IDは常時携帯が義務付けられているが、実際に至るところで使用する。アパートを借りるとき、銀行口座やATMカードを作るとき、何かの契約をする時、新しい会社に就職するとき、社会保険に入るとき、入出国のとき、ホテルにチェックインするとき、オフィスビルに入るときなどなど。
そして、タイ警察はIDが使われる毎にその状況を把握できる。個人情報は電子化されていて、ID番号さえわかれば、個人資産の状況から、犯罪歴、家族関係、使用した場所等の情報が即座に分かるようになっている。
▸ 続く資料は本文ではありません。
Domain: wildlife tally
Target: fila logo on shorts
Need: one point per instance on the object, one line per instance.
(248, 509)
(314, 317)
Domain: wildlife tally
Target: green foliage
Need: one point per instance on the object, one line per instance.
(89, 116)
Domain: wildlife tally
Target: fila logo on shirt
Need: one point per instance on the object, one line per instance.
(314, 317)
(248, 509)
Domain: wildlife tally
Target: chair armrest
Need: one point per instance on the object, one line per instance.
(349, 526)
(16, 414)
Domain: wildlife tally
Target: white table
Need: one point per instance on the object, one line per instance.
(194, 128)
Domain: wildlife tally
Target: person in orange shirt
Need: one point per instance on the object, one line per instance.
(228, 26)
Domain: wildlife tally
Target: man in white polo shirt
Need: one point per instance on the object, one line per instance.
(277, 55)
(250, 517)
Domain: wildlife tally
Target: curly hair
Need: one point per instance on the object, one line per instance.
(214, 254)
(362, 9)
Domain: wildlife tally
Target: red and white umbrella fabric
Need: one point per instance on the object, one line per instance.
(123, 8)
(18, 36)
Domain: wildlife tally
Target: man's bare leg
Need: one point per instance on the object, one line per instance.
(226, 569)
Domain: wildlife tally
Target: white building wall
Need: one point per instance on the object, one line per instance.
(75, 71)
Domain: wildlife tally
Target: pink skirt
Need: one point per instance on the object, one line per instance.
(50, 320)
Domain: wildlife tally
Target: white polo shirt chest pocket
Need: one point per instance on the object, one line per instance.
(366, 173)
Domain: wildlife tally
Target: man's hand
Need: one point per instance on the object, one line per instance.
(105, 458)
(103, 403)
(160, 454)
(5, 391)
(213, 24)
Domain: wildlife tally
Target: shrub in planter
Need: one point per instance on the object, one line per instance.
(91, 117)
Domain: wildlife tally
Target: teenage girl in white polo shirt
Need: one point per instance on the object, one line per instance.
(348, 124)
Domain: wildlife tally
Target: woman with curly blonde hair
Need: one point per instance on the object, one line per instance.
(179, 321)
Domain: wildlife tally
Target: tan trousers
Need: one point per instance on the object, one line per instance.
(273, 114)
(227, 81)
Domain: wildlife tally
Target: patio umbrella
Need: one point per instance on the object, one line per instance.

これが携帯と結合すると、どうなるか? 国家放送電気通信委員会は、詐欺などの犯罪から市民を守るためと言っているが、できることはそれだけではない。すべての会話や通信内容が完全に個人情報と結びつき、タイ警察(と弁護士やその他一部の政府の人)は何時でもそれを追跡できるということ。
考えただけでも恐ろしい。
携帯を不用心にセクハラや売春等ブラックなことに使うと、相手が被害届を出せば通信記録から誰がやったのか全部分かってしまう。
年数回訪タイ組の方は次回タイに来た時に、持っていたSIMが使えないということになるかもしれないのでお気をつけて。
ところで、一枚のSIMを複数の端末で使用したり、一つの端末で複数のSIMを使い分けている人はどう対応すればいいのだろう?